There is a misconception out there that evaluating real estate deals is a time-consuming and arduous task. Nothing could be further from the truth! Analyzing apartment deals and making money on apartments is all about the numbers. More specifically, it’s all about the revenue and expense numbers. With that in mind, you can easily assess a deal in 10 minutes.
Apartment values are based on the numbers and the Net Operating Income (NOI). The more net operating income you can generate, the more money you will have to put in your pocket every month and again when you refinance or cash them out. However, you have a large degree of control over the revenue and the expenses of an apartment. You have the ability to estimate the value up front but you can also predict the value of your property even if you desire to make changes.

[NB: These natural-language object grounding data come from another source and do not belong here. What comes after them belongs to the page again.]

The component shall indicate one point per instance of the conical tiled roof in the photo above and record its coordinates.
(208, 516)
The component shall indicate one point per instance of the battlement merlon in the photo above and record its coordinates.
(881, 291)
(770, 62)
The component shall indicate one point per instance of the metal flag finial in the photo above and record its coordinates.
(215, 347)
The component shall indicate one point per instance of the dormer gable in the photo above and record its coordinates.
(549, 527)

There are three simple questions to ask when evaluating a deal:
- What is the Cap Rate?
- What is the price per door?
- What is the unit mix?
Once you have the answers to those three questions, you will know whether you should move forward with the deal. Let’s examine each of those questions more closely.
What is the Cap Rate?
This is an abbreviation for the capitalization rate. This is the return on investment on a percentage basis if you paid all cash. The formula for CapRate is your NOI divided by the purchase price. For example, if you have a property that has a NOI of $100,000 per year and you paid $1,000,000 cash for the property, your Cap Rate is 10% because you are getting 10% return on your $1,000,000. The golden rule in evaluating deals is to look for properties that have a 10% or higher Cap Rate.

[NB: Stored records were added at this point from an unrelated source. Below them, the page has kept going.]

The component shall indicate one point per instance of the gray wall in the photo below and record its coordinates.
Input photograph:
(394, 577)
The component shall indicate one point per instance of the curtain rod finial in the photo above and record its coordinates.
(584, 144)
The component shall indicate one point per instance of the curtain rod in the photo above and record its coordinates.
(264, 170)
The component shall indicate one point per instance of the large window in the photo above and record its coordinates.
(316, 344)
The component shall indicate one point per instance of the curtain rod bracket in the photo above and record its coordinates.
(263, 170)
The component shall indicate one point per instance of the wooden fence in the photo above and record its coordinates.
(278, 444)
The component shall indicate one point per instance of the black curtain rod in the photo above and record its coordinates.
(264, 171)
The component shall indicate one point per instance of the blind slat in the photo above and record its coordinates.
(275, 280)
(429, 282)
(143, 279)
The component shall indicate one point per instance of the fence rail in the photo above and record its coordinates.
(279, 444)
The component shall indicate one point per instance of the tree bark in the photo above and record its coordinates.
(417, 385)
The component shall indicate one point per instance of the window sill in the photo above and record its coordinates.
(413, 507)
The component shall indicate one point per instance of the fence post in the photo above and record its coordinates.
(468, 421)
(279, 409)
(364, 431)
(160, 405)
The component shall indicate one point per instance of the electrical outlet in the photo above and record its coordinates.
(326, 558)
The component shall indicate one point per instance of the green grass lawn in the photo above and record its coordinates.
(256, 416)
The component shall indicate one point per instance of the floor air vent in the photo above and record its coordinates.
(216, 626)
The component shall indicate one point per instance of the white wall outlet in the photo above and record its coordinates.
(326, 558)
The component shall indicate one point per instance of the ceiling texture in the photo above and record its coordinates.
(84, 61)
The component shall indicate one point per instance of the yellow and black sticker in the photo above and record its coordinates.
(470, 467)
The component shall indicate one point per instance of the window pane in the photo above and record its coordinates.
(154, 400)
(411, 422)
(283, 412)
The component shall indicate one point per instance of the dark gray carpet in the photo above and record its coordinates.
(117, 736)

What is the price per door?
Price per door equals the price divided by the number of doors (or apartments). As a general rule, if it is less that $25,000 per door, then it is a candidate because it will most likely have a good Cap Rate and it will most likely have cash flow. Your general rule of thumb is that you go with less than $25,000 per door for an apartment building. This figure does not include any rehabilitation costs.
What is the unit mix?
The unit mix is the percentage of units that are one bedroom, two bedroom, and three bedrooms. A property that has more two bedrooms than one bedrooms will have higher rent or higher revenue per door. It is better to have a property with more two and three bedrooms than one-bedroom units because the rent per apartment will be higher on average. Generally speaking, two bedrooms are easier to rent.
The answers to these three questions reveal a lot of things. The Cap Rate tells you about the cash flow of a property. The price per door will tell you the class of property you are dealing with and the unit mix will tell you about marketability and revenue stream. These answers allow you to assess within 10 minutes whether a property is worth pursuing.